Using Databricks with Geospatial Data
Databricks' native Spatial SQL capabilities, dramatically accelerated in late 2025 with spatial joins running up to 17x faster, are forcing enterprises to rethink how they handle exploding volumes of location data at scale.
Key takeaways
- •In December 2025, Databricks rolled out major optimizations to its built-in Spatial SQL, including R-tree indexing and Photon engine enhancements, making large-scale geospatial processing far more efficient without external libraries.
- •Companies now face mounting pressure to unify geospatial workloads into their central lakehouse platforms, as separate GIS systems incur higher costs, data silos, and slower insights amid surging data from sensors, satellites, and IoT.
- •The shift risks leaving laggards at a competitive disadvantage in industries like energy, logistics, and urban planning, where real-time location intelligence directly drives operational efficiency, safety, and revenue.
Geospatial at Scale
Location data has long powered specialized applications, from mapping apps to supply-chain routing, but its volume and complexity have historically demanded dedicated geospatial tools like PostGIS or proprietary GIS software.

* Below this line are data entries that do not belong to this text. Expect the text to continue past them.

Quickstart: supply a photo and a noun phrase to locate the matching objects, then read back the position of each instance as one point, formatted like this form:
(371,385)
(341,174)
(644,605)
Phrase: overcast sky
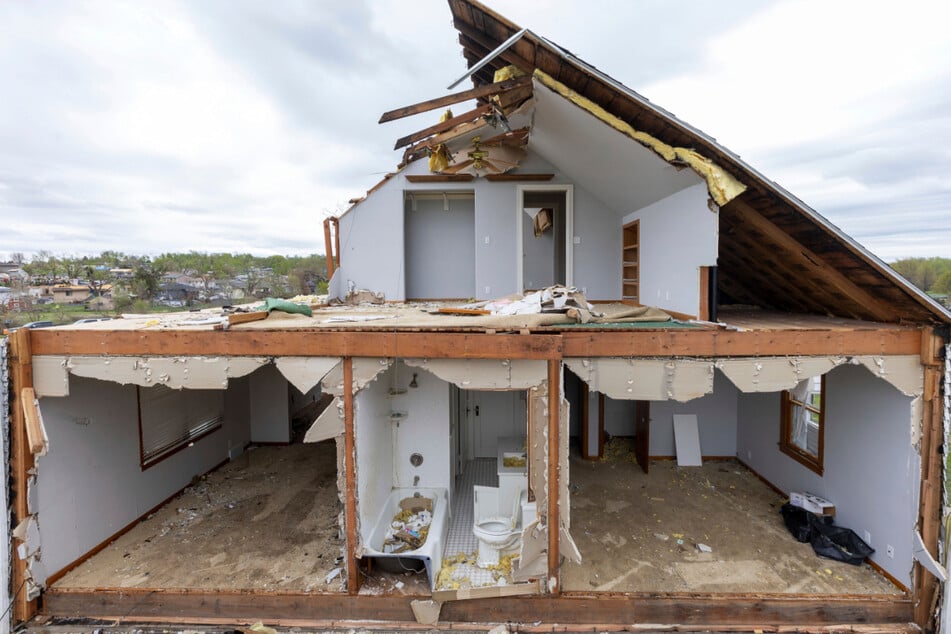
(238,125)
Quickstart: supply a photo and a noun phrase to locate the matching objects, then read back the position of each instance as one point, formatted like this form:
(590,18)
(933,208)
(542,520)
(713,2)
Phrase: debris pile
(410,526)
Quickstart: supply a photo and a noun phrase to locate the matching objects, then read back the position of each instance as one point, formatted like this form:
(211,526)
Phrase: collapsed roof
(774,250)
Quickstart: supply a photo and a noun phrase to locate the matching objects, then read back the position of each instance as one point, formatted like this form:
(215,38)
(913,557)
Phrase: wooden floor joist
(696,342)
(696,611)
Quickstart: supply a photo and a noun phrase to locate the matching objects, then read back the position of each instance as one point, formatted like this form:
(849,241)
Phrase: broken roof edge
(770,186)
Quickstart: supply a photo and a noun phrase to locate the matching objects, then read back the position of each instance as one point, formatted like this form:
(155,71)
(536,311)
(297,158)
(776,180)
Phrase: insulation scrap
(722,185)
(408,530)
(457,572)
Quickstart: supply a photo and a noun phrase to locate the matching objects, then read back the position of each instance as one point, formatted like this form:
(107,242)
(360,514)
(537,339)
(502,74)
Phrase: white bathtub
(431,551)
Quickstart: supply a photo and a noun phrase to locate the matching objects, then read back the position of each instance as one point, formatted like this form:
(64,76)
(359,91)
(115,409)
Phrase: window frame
(195,427)
(786,444)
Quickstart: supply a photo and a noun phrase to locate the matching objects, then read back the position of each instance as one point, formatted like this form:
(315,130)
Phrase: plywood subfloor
(267,520)
(638,533)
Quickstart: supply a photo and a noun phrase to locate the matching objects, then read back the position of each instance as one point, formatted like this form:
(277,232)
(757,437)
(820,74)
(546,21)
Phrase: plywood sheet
(687,440)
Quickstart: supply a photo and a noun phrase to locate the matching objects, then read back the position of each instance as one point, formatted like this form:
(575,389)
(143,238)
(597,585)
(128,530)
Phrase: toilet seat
(496,533)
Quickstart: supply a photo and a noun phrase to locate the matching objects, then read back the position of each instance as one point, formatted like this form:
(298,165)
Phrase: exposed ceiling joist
(448,100)
(814,263)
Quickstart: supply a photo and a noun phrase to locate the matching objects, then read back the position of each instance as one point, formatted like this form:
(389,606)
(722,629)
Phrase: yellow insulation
(723,187)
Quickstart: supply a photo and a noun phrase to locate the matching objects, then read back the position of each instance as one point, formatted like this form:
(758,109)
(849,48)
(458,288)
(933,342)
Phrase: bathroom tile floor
(482,472)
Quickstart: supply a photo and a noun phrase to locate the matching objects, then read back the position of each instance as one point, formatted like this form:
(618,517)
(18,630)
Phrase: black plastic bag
(799,522)
(839,543)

These systems often sit apart from broader enterprise analytics, creating silos, duplication, and governance headaches.
Databricks changed that trajectory in 2025 by introducing and then rapidly enhancing native Spatial SQL. Early in the year came support for GEOMETRY and GEOGRAPHY data types plus over 90 spatial functions. By December, engine-level improvements—R-tree indexing, optimized joins in the Photon vectorised engine, and intelligent range optimizations—delivered up to 17x faster spatial joins on real-world workloads, including benchmarks with Overture Maps data.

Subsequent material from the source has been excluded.